In Solving for X

No one wants to hear bad news. That’s axiomatic, but the real truth is that no one wants to hear your bad news. It doesn’t matter about the particular bad news, whether it’s your heart attack or you’ve been fired or your mother finally has to be put in a home (although that one’s not quite personal and has a few logistical concerns plenty of other people will have in common, so, as long as the discussion’s confined to nuts-and-bolts issues, you might get away with it, for a while). Once you mention the bad fortune on more than two, at the very most three, occasions, attention will drift. If you fail to recognize early that you are a bore, you will be dismissed.

That’s the hard equation you must accept. In solving for X, you are X, as in Xed out of the picture and X marks the spot, except there is no treasure.

You’re not allowed to complain. You may not even cite the fact of whatever’s wrong, meaning the simple fact that anything’s wrong. It is your fault, you are to blame, and if it’s not, if you mention it, it might as well be your fault. You deserve it for opening your mouth.

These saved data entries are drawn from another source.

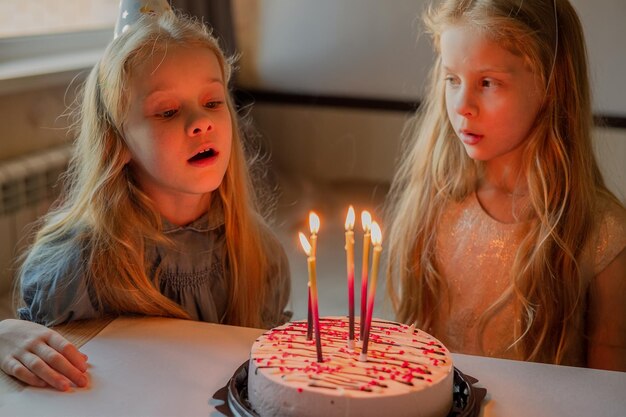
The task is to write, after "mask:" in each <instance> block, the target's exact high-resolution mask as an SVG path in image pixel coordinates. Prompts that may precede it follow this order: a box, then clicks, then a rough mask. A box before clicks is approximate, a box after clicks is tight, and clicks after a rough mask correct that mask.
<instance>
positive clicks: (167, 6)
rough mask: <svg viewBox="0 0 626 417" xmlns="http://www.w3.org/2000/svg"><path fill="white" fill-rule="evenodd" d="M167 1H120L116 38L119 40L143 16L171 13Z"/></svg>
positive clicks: (150, 0)
mask: <svg viewBox="0 0 626 417" xmlns="http://www.w3.org/2000/svg"><path fill="white" fill-rule="evenodd" d="M171 12H172V8H171V7H170V5H169V3H168V2H167V0H120V11H119V16H118V18H117V22H116V23H115V32H114V37H115V38H117V37H118V36H120V35H121V34H122V33H124V32H126V30H128V28H129V27H130V26H131V25H132V24H133V23H135V22H136V21H137V20H139V18H140V17H141V16H142V15H145V14H148V15H153V16H160V15H162V14H163V13H171Z"/></svg>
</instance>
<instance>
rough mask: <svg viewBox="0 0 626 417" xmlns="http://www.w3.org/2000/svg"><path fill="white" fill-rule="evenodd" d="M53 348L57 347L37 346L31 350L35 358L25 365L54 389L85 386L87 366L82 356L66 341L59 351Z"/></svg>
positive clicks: (56, 349) (55, 348) (59, 389)
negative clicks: (84, 373) (31, 360)
mask: <svg viewBox="0 0 626 417" xmlns="http://www.w3.org/2000/svg"><path fill="white" fill-rule="evenodd" d="M59 337H61V336H59ZM55 346H57V347H58V345H55V344H54V343H52V342H51V345H47V344H40V345H38V346H37V347H36V348H35V349H33V354H34V355H33V356H34V357H35V358H33V359H32V362H31V363H30V364H25V365H27V367H28V368H29V369H30V370H32V371H33V372H34V373H35V374H36V375H37V376H39V377H40V378H41V379H43V380H44V381H46V382H47V383H48V384H50V385H52V386H53V387H55V388H56V389H59V390H62V391H65V390H67V389H69V387H70V384H72V383H73V384H74V385H76V386H78V387H84V386H86V385H87V377H86V376H85V374H84V371H85V370H86V369H87V365H86V363H85V359H84V357H83V355H82V354H81V353H80V352H79V351H78V350H77V349H76V348H75V347H74V346H73V345H71V344H70V343H69V342H67V341H65V344H64V345H63V346H62V347H61V349H60V351H59V350H57V349H56V348H55Z"/></svg>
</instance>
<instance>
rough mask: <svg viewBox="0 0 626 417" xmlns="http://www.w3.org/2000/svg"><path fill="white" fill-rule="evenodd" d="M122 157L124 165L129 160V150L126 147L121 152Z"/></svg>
mask: <svg viewBox="0 0 626 417" xmlns="http://www.w3.org/2000/svg"><path fill="white" fill-rule="evenodd" d="M122 158H123V159H124V165H126V164H128V163H129V162H130V160H131V155H130V151H129V150H128V148H124V151H123V154H122Z"/></svg>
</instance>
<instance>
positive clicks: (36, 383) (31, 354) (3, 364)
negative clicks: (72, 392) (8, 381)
mask: <svg viewBox="0 0 626 417" xmlns="http://www.w3.org/2000/svg"><path fill="white" fill-rule="evenodd" d="M31 355H32V354H31ZM33 356H34V355H33ZM2 370H3V371H4V372H6V373H7V375H13V376H14V377H16V378H17V379H19V380H20V381H22V382H25V383H27V384H28V385H32V386H35V387H42V388H43V387H46V386H48V384H47V383H46V381H44V380H43V379H41V378H39V377H38V376H37V375H35V374H34V373H33V372H31V371H30V370H29V369H28V368H27V367H26V366H25V365H24V364H23V363H22V362H20V361H19V360H17V359H15V358H9V359H8V360H7V361H6V362H5V363H4V364H3V366H2Z"/></svg>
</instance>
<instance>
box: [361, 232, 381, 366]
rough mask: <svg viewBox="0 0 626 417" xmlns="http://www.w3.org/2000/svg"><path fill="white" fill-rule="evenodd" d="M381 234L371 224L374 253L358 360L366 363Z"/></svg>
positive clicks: (372, 257) (374, 290)
mask: <svg viewBox="0 0 626 417" xmlns="http://www.w3.org/2000/svg"><path fill="white" fill-rule="evenodd" d="M382 242H383V234H382V232H381V231H380V227H379V226H378V223H376V222H373V223H372V245H374V252H373V255H372V276H371V281H370V283H369V292H368V299H367V320H366V323H365V335H364V336H363V338H362V339H363V348H362V349H361V355H360V357H359V360H360V361H362V362H367V345H368V343H369V335H370V329H371V327H372V314H373V313H374V297H375V296H376V280H377V279H378V262H379V260H380V253H381V252H382V250H383V246H382Z"/></svg>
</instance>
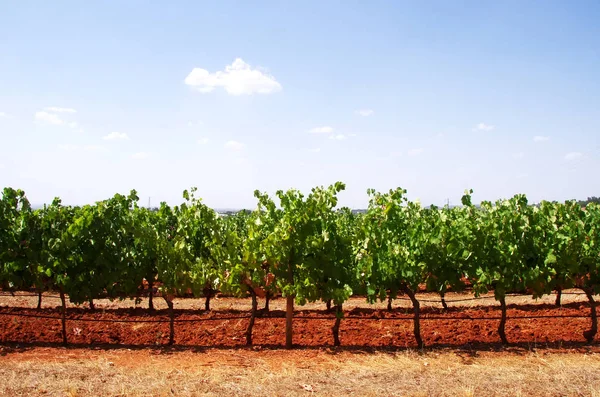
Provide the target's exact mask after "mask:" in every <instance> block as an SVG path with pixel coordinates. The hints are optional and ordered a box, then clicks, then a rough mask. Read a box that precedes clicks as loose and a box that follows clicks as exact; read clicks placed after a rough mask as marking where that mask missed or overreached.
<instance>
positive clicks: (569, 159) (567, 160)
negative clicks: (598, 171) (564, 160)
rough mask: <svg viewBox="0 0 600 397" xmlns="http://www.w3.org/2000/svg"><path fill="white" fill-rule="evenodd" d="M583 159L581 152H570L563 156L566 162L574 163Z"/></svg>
mask: <svg viewBox="0 0 600 397" xmlns="http://www.w3.org/2000/svg"><path fill="white" fill-rule="evenodd" d="M582 157H583V153H581V152H570V153H567V154H566V155H565V160H567V161H575V160H579V159H581V158H582Z"/></svg>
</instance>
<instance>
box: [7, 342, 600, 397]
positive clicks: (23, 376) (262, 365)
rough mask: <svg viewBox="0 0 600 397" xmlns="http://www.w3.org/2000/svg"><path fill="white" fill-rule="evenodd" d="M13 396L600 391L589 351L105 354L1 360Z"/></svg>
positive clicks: (242, 350) (148, 352) (125, 395)
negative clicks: (571, 351)
mask: <svg viewBox="0 0 600 397" xmlns="http://www.w3.org/2000/svg"><path fill="white" fill-rule="evenodd" d="M0 379H2V382H0V394H2V395H7V396H41V395H44V396H72V397H74V396H256V395H259V396H308V395H310V394H315V395H320V396H339V395H348V396H594V397H596V396H600V355H599V354H598V353H594V352H593V351H592V350H590V351H588V352H583V353H582V352H568V351H553V352H549V351H545V352H538V353H536V352H528V351H523V350H509V351H505V352H472V353H469V352H462V351H435V352H425V353H418V352H415V351H404V352H396V353H389V352H375V353H373V352H371V353H365V352H351V351H339V352H335V351H331V350H296V351H282V350H262V351H255V350H244V349H243V350H217V349H210V350H206V351H202V352H189V351H187V352H172V353H166V352H164V351H162V352H161V351H150V350H142V351H128V350H125V349H123V350H114V351H102V350H101V351H97V350H86V349H82V350H78V349H72V350H69V349H51V348H37V349H33V350H27V351H22V352H17V351H8V352H7V351H5V352H4V355H3V356H2V357H0Z"/></svg>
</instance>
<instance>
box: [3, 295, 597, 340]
mask: <svg viewBox="0 0 600 397" xmlns="http://www.w3.org/2000/svg"><path fill="white" fill-rule="evenodd" d="M19 314H26V315H45V316H52V317H54V318H56V319H39V318H30V317H22V316H19ZM344 314H345V318H344V319H343V320H342V322H341V326H340V339H341V343H342V346H361V347H384V346H391V347H415V346H416V343H415V340H414V337H413V323H412V312H411V311H410V310H406V309H397V310H394V311H392V312H388V311H385V310H376V309H363V308H355V309H353V310H350V311H346V312H345V313H344ZM589 315H590V310H589V306H588V305H586V304H582V303H572V304H568V305H564V306H563V307H560V308H559V307H555V306H552V305H545V304H541V305H540V304H537V305H519V306H510V305H509V308H508V321H507V324H506V334H507V337H508V340H509V341H510V342H511V343H519V344H531V345H534V344H538V345H555V346H556V345H561V344H563V343H564V344H580V343H581V344H583V342H585V338H584V337H583V332H584V331H585V330H587V329H589V327H590V318H589ZM242 316H249V313H248V312H240V311H236V310H219V311H212V312H209V313H205V312H204V311H192V310H175V318H176V320H192V319H194V320H209V319H210V321H197V322H176V323H175V344H176V345H183V346H190V347H194V346H195V347H198V346H211V347H221V346H223V347H234V346H242V345H244V344H245V341H246V340H245V331H246V327H247V324H248V321H249V320H248V318H233V319H231V318H230V319H221V318H223V317H242ZM499 316H500V309H499V307H496V306H481V307H475V308H451V309H450V310H449V311H448V312H442V311H440V310H439V309H434V308H424V309H423V310H422V318H421V331H422V336H423V340H424V342H425V344H426V345H428V346H432V345H433V346H464V345H469V344H490V345H495V344H498V343H499V337H498V333H497V328H498V323H499V319H498V318H499ZM534 316H557V317H558V318H536V319H531V318H526V319H518V318H516V317H534ZM564 316H582V317H581V318H573V317H564ZM284 317H285V313H284V312H282V311H271V312H270V313H265V314H263V315H262V316H261V317H258V318H257V319H256V323H255V326H254V332H253V342H254V344H255V345H260V346H284V345H285V318H284ZM307 317H310V318H307ZM433 317H435V318H440V317H443V319H441V320H439V319H433ZM560 317H562V318H560ZM67 318H68V320H67V334H68V339H69V343H71V344H75V345H107V344H108V345H113V344H115V345H123V346H157V345H166V344H167V343H168V340H169V323H168V320H169V317H168V313H167V311H166V310H157V311H155V313H154V314H151V313H149V312H148V311H147V310H146V309H140V308H137V309H112V310H96V311H95V312H91V311H89V310H87V309H80V308H75V309H68V310H67ZM428 318H429V319H428ZM477 318H486V319H483V320H478V319H477ZM81 319H94V320H127V321H131V320H144V321H148V320H163V321H166V322H164V323H152V322H147V323H144V322H140V323H135V322H122V323H113V322H87V321H81ZM334 322H335V319H334V316H333V315H332V314H331V313H327V312H325V311H320V310H304V311H303V310H298V311H296V312H295V317H294V343H295V344H297V345H300V346H327V345H333V337H332V332H331V327H332V326H333V324H334ZM61 342H62V336H61V322H60V310H59V309H58V308H56V309H42V310H36V309H29V308H15V307H0V343H32V344H40V345H43V344H49V345H52V344H60V343H61Z"/></svg>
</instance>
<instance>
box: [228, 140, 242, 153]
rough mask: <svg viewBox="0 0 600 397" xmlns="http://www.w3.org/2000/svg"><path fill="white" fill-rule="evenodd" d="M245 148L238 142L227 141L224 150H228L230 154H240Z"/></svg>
mask: <svg viewBox="0 0 600 397" xmlns="http://www.w3.org/2000/svg"><path fill="white" fill-rule="evenodd" d="M245 147H246V145H244V144H243V143H241V142H238V141H227V142H226V143H225V149H228V150H230V151H232V152H241V151H242V150H244V148H245Z"/></svg>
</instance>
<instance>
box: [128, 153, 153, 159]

That’s the hard equation you must accept. In solving for X, you are X, as in Xed out of the picture and X marks the spot, except there is no treasure. The X is the target. The designated area is haunted or tainted or corrupted or doomed. Take your pick. It’s a quarantine zone, and you, at its center, are the source of all the ill radiating outward.

It’s not simply that friends or colleagues will shun you. Your family, too, will write you off. Shirt-tail relations, if they hear, will not care because you’ve never concerned them, but if there are factions in those outer, familial ruins, you’ll be proof to one side of the other side’s worthlessness if not disgrace. Closer in — among aunts, uncles, and cousins — your case will engender harder, more personal disapproval. Siblings will hate you. Parents will stand up for you out of duty, but a spouse, who will hang on the longest, also will turn the hardest if you don’t stop whining and get on with your life.

So, to review, one or two mentions at most. Sympathy will be yours, but only of the mildest sort. Keep your misery to yourself. Let it fester. With luck and, yes, diligence, you’ll forget about it or it will go away. If it’s part of your daily or even occasional conversation, you won’t be party to many conversations at all. You’ll be buying those doughnut packs and chocolate milk cartons with your spare quarters and sitting at a far table by yourself or beside the accounting drone who smacks his lips and looks sideways every time he tries to talk, which is all too often. Check with anyone who’s been stuck with the guy in an elevator. He’ll tell you his life in two-minute bursts.

It’s just like your own. No wonder he’s scared.